MOJU: THE BLIND BEAST
EDOGAWA RAMPO

 

In Edogawa Rampo’s Moju: The Blind Beast, a deranged, scarred and sightless sculptor kidnaps a model and imprisons her in a psychedelic labyrinth of giant sculpted eyes and other outlandish body parts, before dismembering her in a fearful blood-orgy. Her limbs, head and torso are later found scattered throughout Tokyo.

The blind killer continues his sexually-charged spree of amputation and decapitation, claiming several more victims before finally presenting his work at an acclaimed art exhibition in which the sculptures are a little too life-like for comfort...

The most disturbing of Rampo’s novels, Moju: The Blind Beast is a classic of grinding horror and weird sex, tainted with a virulent black humour. It represents one of the earliest literary examples of the Japanese “erotic-grotesque” genre, in which such subjects as dismemberment, mutilation, coprophilia and cannibalism are presented in a perverse sexual context.

This first-ever English translation of Rampo’s classic is illustrated throughout and also includes an introduction by Jack Hunter, author of Eros In Hell.

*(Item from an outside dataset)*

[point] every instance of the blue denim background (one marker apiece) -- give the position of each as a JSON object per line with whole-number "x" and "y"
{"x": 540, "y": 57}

Edogawa Rampo (1894–1965) was born Taro Hirai; his pen-name is a Japanese version of Edgar Allan Poe, his literary hero. Films based on his works include: Horrors Of Malformed Men (directed by Teruo Ishii); The Human Chair; and The Black Lizard, featuring Yukio Mishima. Moju: The Blind Beast was filmed in 1969 by Yasuzo Masumura, and remains a masterpiece of “erotic-grotesque” Japanese cinema.